Gabriel Lopes – Rios de Notícias
MANAUS (AM) – O avanço do Projeto de Lei 4958/2023, que cria a chamada Zona Franca da Bioeconomia em Belém (PA), causou reação negativa por parte da Superintendência da Zona Franca de Manaus (Suframa).
O texto foi aprovado nessa quarta-feira, 17/9, na Comissão de Desenvolvimento Econômico da Câmara dos Deputados e agora segue para análise da Comissão de Finanças e Tributação.
Em declaração exclusiva ao Portal RIOS DE NOTÍCIAS, o superintendente da Suframa, Bosco Saraiva, afirmou que a proposta ameaça diretamente a competitividade do modelo industrial de Manaus.
“Entendemos que as assimetrias regionais persistem em nosso país e precisam ser corrigidas. No entanto, a Suframa se manifesta contrária à esta iniciativa pelo fato de que um regime diferenciado de tributação em uma região com condições de infraestrutura logística mais favorável do que a nossa, e com benefícios tributários similares, esvaziam completamente o diferencial competitivo da Zona Franca de Manaus”, disse Bosco.
O projeto, apresentado pela deputada federal Elcione Barbalho (MDB-PA), prevê isenção de IPI, PIS/Pasep e Cofins para produtos da bioeconomia produzidos ou comercializados na área, além da isenção do Imposto de Importação sobre insumos estrangeiros utilizados na cadeia produtiva. A justificativa é que o modelo pode estimular negócios sustentáveis.
Para Bosco Saraiva, a criação de benefícios fiscais semelhantes aos da Zona Franca de Manaus em outra região pode causar desequilíbrio e enfraquecer o polo industrial amazonense. “Confiamos plenamente em nossa bancada federal e temos certeza de que o referido projeto não obterá sucesso nas demais comissões da Câmara e do Senado”, afirmou.
Amazonas se articula contra o projeto
A disputa em torno do Projeto de Lei promete mobilizar as bancadas da Região Norte no Congresso Nacional, em defesa dos respectivos modelos econômicos.
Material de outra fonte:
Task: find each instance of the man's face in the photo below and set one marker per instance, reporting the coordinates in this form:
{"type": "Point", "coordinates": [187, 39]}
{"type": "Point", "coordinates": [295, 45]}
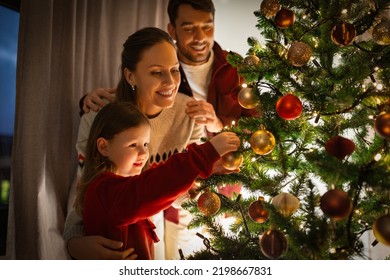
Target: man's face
{"type": "Point", "coordinates": [194, 34]}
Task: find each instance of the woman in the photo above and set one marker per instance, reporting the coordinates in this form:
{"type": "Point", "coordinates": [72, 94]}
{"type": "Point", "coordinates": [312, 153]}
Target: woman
{"type": "Point", "coordinates": [150, 79]}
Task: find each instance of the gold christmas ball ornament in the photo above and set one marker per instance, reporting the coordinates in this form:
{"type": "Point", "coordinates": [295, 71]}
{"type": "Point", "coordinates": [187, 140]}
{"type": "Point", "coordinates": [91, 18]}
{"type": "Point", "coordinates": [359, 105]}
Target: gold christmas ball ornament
{"type": "Point", "coordinates": [381, 229]}
{"type": "Point", "coordinates": [248, 98]}
{"type": "Point", "coordinates": [286, 204]}
{"type": "Point", "coordinates": [273, 244]}
{"type": "Point", "coordinates": [262, 142]}
{"type": "Point", "coordinates": [299, 54]}
{"type": "Point", "coordinates": [284, 18]}
{"type": "Point", "coordinates": [381, 33]}
{"type": "Point", "coordinates": [232, 161]}
{"type": "Point", "coordinates": [251, 60]}
{"type": "Point", "coordinates": [269, 8]}
{"type": "Point", "coordinates": [289, 107]}
{"type": "Point", "coordinates": [336, 204]}
{"type": "Point", "coordinates": [257, 212]}
{"type": "Point", "coordinates": [382, 125]}
{"type": "Point", "coordinates": [343, 34]}
{"type": "Point", "coordinates": [209, 203]}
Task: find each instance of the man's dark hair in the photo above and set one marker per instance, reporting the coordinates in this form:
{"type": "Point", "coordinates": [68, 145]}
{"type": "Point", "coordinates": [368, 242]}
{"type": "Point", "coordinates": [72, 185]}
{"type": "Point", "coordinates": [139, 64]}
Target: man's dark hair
{"type": "Point", "coordinates": [202, 5]}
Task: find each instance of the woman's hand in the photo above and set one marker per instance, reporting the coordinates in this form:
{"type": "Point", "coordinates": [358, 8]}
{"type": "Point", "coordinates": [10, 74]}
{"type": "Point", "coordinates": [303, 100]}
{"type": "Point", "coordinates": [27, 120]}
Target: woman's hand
{"type": "Point", "coordinates": [98, 248]}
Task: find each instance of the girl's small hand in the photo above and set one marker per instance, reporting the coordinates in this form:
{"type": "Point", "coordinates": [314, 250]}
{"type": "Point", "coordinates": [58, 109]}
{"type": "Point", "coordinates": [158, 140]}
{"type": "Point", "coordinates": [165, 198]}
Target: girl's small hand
{"type": "Point", "coordinates": [225, 142]}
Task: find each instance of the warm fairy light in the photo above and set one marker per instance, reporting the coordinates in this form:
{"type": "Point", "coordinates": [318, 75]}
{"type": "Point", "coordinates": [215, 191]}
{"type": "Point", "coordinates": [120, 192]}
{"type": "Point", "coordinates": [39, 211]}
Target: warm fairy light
{"type": "Point", "coordinates": [377, 157]}
{"type": "Point", "coordinates": [379, 86]}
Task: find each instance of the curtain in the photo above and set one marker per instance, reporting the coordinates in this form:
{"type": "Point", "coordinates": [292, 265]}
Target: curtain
{"type": "Point", "coordinates": [66, 49]}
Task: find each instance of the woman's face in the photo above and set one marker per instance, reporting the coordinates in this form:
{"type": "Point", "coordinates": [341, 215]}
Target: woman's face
{"type": "Point", "coordinates": [157, 78]}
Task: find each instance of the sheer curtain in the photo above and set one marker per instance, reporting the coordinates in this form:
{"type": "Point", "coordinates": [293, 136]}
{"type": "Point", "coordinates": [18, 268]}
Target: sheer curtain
{"type": "Point", "coordinates": [66, 48]}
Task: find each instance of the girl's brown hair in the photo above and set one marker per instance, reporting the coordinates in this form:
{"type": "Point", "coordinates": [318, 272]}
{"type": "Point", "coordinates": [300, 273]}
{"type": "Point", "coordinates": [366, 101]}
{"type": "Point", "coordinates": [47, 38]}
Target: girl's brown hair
{"type": "Point", "coordinates": [111, 120]}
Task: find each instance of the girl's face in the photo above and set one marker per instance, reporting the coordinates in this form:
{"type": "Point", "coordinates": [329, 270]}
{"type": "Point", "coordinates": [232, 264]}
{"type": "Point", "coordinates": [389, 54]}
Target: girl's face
{"type": "Point", "coordinates": [128, 150]}
{"type": "Point", "coordinates": [157, 78]}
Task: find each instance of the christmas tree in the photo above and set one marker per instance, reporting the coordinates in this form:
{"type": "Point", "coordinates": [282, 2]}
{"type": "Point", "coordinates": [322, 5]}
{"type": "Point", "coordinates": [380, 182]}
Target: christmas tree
{"type": "Point", "coordinates": [315, 165]}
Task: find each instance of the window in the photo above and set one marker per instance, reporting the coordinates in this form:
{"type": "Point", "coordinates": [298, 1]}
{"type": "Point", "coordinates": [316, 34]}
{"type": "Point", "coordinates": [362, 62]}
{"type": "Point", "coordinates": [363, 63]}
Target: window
{"type": "Point", "coordinates": [9, 27]}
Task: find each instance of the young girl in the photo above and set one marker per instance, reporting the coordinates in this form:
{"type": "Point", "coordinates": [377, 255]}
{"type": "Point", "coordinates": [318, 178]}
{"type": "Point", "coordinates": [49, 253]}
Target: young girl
{"type": "Point", "coordinates": [115, 198]}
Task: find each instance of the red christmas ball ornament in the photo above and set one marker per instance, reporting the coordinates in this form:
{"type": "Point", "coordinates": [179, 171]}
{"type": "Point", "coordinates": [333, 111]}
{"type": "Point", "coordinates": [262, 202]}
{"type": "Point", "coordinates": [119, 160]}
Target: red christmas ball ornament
{"type": "Point", "coordinates": [257, 212]}
{"type": "Point", "coordinates": [339, 147]}
{"type": "Point", "coordinates": [289, 107]}
{"type": "Point", "coordinates": [273, 244]}
{"type": "Point", "coordinates": [284, 18]}
{"type": "Point", "coordinates": [382, 125]}
{"type": "Point", "coordinates": [209, 203]}
{"type": "Point", "coordinates": [336, 204]}
{"type": "Point", "coordinates": [381, 229]}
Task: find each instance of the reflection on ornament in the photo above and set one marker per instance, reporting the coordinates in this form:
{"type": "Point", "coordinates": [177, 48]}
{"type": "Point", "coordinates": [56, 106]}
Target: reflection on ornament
{"type": "Point", "coordinates": [257, 212]}
{"type": "Point", "coordinates": [382, 125]}
{"type": "Point", "coordinates": [248, 98]}
{"type": "Point", "coordinates": [262, 142]}
{"type": "Point", "coordinates": [299, 54]}
{"type": "Point", "coordinates": [286, 204]}
{"type": "Point", "coordinates": [339, 147]}
{"type": "Point", "coordinates": [269, 8]}
{"type": "Point", "coordinates": [273, 244]}
{"type": "Point", "coordinates": [343, 34]}
{"type": "Point", "coordinates": [381, 33]}
{"type": "Point", "coordinates": [251, 60]}
{"type": "Point", "coordinates": [381, 229]}
{"type": "Point", "coordinates": [209, 203]}
{"type": "Point", "coordinates": [289, 107]}
{"type": "Point", "coordinates": [284, 18]}
{"type": "Point", "coordinates": [336, 204]}
{"type": "Point", "coordinates": [232, 160]}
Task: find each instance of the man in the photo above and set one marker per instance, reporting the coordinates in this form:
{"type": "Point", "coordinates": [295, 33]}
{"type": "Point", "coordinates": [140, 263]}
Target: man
{"type": "Point", "coordinates": [205, 75]}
O deputado federal Sidney Leite (PSD-AM) revelou à TV Acrítica que pediu a relatoria do Projeto de Lei que cria a Zona Franca da Bioeconomia em Belém e afirmou que será contrário ao texto.

Leite ressaltou que a reforma tributária já estabeleceu que não podem ser criadas novas zonas francas ou áreas de livre comércio por meio de lei ordinária, justamente para resguardar o modelo manauara e que mudanças desse tipo deveriam ocorrer por meio de uma Proposta de Emenda à Constituição (PEC) e após estudo do governo federal.
“Pedi a relatoria e vou ser contrário com justificativas legais, como tenho feito em relação a outras. Foram cinco arquivadas por mim”, destacou ele ao reafirmar o papel da ZFM na preservação da floresta. “Nós já temos a Zona Franca da Bioeconomia, que é a Zona Franca de Manaus. Ela garante a preservação de 97% do nosso território”, concluiu.